Kehidupan memberi pengaruh pada orang yang menjalaninya, jika kehidupan pedalaman adalah demikian maka demikianlah orang yang hidup di pedalaman yang dikenal dengan istilah a’rabi, seorang a’rabi dengan cara hidup yang bersahaja, belum mengenal tata-cara kehidupan dengan sentuhan tatanan kemajuan, dia berbicara spontan, lugas, tanpa tedeng aling-aling dan sering mengandung makna yang baik dan mendalam, bahkan tidak jarang memicu senyum orang yang mendengar dan membacanya, dia bertingkah polos, bebas dari unsur mencari muka, dan sering memberi pelajaran dan mengandung sindiran yang memojokkan, bahkan tidak jarang ucapan dan tingkah seorang a’rabi mengisyaratkan kecerdikan dan pemikirannya yang encer.
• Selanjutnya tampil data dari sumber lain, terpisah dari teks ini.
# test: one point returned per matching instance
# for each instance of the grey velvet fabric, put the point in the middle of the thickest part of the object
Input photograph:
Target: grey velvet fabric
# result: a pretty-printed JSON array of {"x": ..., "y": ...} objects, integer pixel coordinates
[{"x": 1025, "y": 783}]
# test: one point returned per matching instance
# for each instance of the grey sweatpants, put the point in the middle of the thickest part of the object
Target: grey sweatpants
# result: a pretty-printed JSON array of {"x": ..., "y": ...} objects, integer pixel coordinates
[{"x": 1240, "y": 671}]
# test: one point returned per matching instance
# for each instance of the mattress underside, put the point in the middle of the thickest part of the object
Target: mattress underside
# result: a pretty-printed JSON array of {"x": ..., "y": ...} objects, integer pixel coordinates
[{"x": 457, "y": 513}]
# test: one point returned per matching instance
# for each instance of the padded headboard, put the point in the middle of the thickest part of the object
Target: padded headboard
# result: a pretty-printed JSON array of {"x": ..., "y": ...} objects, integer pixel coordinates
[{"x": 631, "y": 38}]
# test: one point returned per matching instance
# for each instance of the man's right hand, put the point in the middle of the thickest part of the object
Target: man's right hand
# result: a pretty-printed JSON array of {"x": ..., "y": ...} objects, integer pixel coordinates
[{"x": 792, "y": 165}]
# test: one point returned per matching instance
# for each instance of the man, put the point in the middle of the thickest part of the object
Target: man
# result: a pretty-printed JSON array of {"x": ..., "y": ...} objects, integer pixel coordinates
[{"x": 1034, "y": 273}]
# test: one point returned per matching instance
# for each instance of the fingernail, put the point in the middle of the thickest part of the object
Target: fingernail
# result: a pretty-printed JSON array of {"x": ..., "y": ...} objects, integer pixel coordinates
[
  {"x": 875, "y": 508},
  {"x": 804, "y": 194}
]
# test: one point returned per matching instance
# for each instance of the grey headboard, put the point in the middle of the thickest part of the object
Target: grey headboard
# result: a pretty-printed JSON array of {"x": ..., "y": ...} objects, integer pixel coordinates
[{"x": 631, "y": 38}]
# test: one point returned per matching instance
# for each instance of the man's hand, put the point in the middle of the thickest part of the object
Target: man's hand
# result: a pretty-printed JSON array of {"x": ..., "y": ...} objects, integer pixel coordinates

Al-Ashma’i berkata, Yusuf bin Umar gubernur Irak menugaskan seorang a’rabi mengurusi sebuah pekerjaan, beberapa saat ditemukan indikasi pengkhianatan dari a’rabi ini, Yusuf mencopotnya lalu memanggilnya. Yusuf bertanya, “Musuh Allah, kamu makan harta Allah.” A’rabi menjawab , “Lalu harta siapa yang aku makan jika aku tidak makan harta Allah? Aku telah merayu Iblis agar bersedia memberiku sebagian hartanya, tetapi dia tidak memberiku sepeser pun.” Yusuf tersenyum dan memaafkannya.

Al-Ashma’i berkata, aku mendengar seorang a’rabi berdoa dalam thawaf, “Ya Allah ampunilah ibuku.” Dia mengulang-ulangnya. Aku bertanya kepadanya, “Apakah kamu tidak mempunyai bapak?” Dia menjawab, “Punya.” Aku bertanya, “Mengapa kamu tidak menyebut bapakmu?” Dia menjawab, “Bapakku laki-laki kuat, dia bisa berusaha sendiri, lain dengan ibuku, dia wanita miskin lagi lemah.”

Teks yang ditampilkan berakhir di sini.